Sections of trail that had been loose with sand and corners that had kept me from the perfect carve were manicured and buffed with the right combination of summer traffic and rain. Being a bit of a spazz tends to send me out of nice turns into a total recovery effort when I change directions, but every once in a while things come together. Body position and aggression aligned to serve each corner, berm, drop, and twist of trail the right amount of English. Energy in equals energy out and pushing the bike through the flowing trail features reaped great reward.

As the trail opened up at the bottom, dumping out of the forest and back into meadow, the rain was starting to over-saturate the soil. Cold rain dropping onto hot skin as grit sprayed off the wheel and up my face and across my back. Part of my mind said to back off and just get home at a leisurely pace, but my animal core grinded even harder against the thoughts. Stand up and hammer the flats, carve the corners and attack the descents as aggressively as the conditions allow. No time to gloat, but it feels right.

Back on the dirt road following the singletrack the rain picked up and I settled into the rhythm of trying to push a big gear without wasting myself for the last climb and flats before home. Each ride presents itself in its own way. Perhaps it was the aggressive nature of the ride thus far, the harsh weather…I don’t know, but a couple cars came driving past me going fast. I felt indignant. How dare they! I gave the second car the bird in a fit of anger then put my head down and grinded even harder.

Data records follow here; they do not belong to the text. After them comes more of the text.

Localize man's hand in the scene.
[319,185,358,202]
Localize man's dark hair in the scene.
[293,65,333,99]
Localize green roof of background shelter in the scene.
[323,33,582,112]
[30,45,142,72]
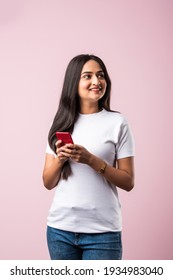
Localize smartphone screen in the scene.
[56,132,74,145]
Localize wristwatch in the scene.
[97,162,107,174]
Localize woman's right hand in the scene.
[55,140,69,164]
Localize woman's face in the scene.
[78,60,107,103]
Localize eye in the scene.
[83,74,91,80]
[97,73,105,79]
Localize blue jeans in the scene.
[47,226,122,260]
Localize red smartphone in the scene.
[56,132,74,146]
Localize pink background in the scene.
[0,0,173,259]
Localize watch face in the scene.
[98,162,107,173]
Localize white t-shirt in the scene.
[46,109,134,233]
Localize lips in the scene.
[90,87,102,91]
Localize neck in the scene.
[80,105,101,114]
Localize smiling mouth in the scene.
[90,87,102,91]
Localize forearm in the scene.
[43,158,63,190]
[89,155,134,191]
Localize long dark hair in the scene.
[48,54,111,179]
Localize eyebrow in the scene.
[81,70,104,75]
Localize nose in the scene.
[92,76,100,85]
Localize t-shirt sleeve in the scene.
[116,117,134,159]
[46,142,56,157]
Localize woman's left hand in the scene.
[60,144,92,165]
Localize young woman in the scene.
[43,55,134,260]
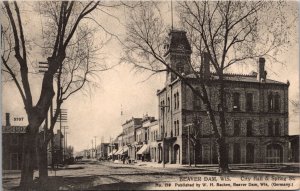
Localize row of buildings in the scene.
[99,30,299,164]
[2,113,64,170]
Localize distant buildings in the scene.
[109,30,299,164]
[157,30,289,164]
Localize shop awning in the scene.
[136,144,150,155]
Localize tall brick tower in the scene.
[164,30,192,84]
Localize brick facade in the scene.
[157,31,289,164]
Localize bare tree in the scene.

Then I got paranoid. What if that was some 250 pound meathead who’d been drinking whiskey all day and wanted nothing more than to pound on some bike geek before settling down to camp in the rain for the night. I dug a little deeper. Fear is also a good motivator. But that faded and I kept the hammer down. Time trial position, low and tight. I looked up at the base of the final climb and focused on the summit, put my head down and grinded, and when I looked up again the top was right in front of me. Stand up and hammer over the top and spit some of the grit out of my mouth before tucking back in to the TT position and as big a ring as I could push. The rain kept falling and the dirt kept spinning past.

Down the final descent I eyed a pickup coming from a subdivision on an intercept path with me. There was a stop sign the truck would heed if we were close. I pushed hard with my head down, one eye watching the truck – still looking to be a heat seeker heading towards its target. He has a stop sign. Hammer down. Closer and closer the trajectories converged. My mission couldn’t be unhinged by a careless driver, could it?

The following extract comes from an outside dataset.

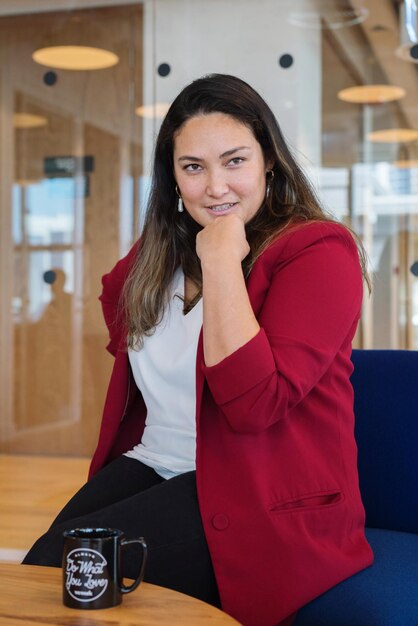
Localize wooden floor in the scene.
[0,454,89,563]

The driver slowed ever so slightly, but then drove past the stop sign without pretending to stop. As he came across the street toward me I adjusted my course for the shoulder and let out some kind of obscenity. Without letting up I held a line right on the edge of the road. The driver pulled past me and slowed down enough to say something out his back window. All I heard was the hiss of the water on the road being cut by my tires, the wind in my ears, and the engine of his truck.

Anger is a motivator. The road is not generally where a mountain biker finds his/her golden moments. Rain, pavement, a good ride, and the relationship of time and space brought out the fire in me and I put on the grimace and dug for more through a couple corners and the final straight to home. The physiological pain of acid buildup and the associated burn compounded with maximum oxygen intake and the intense mental focus it takes to push your limits all came to a boil as I drove the final piece of wet road to home.

Why bother? Nobody was watching, and only my wife and kids knew I was out riding. It is the relationship with the bike and knowing that it is a vehicle to feed your relationship with yourself, with nature, with those around you. Its not always wildflowers and tacky singletrack, but it always gives you the opportunity to experience life and living.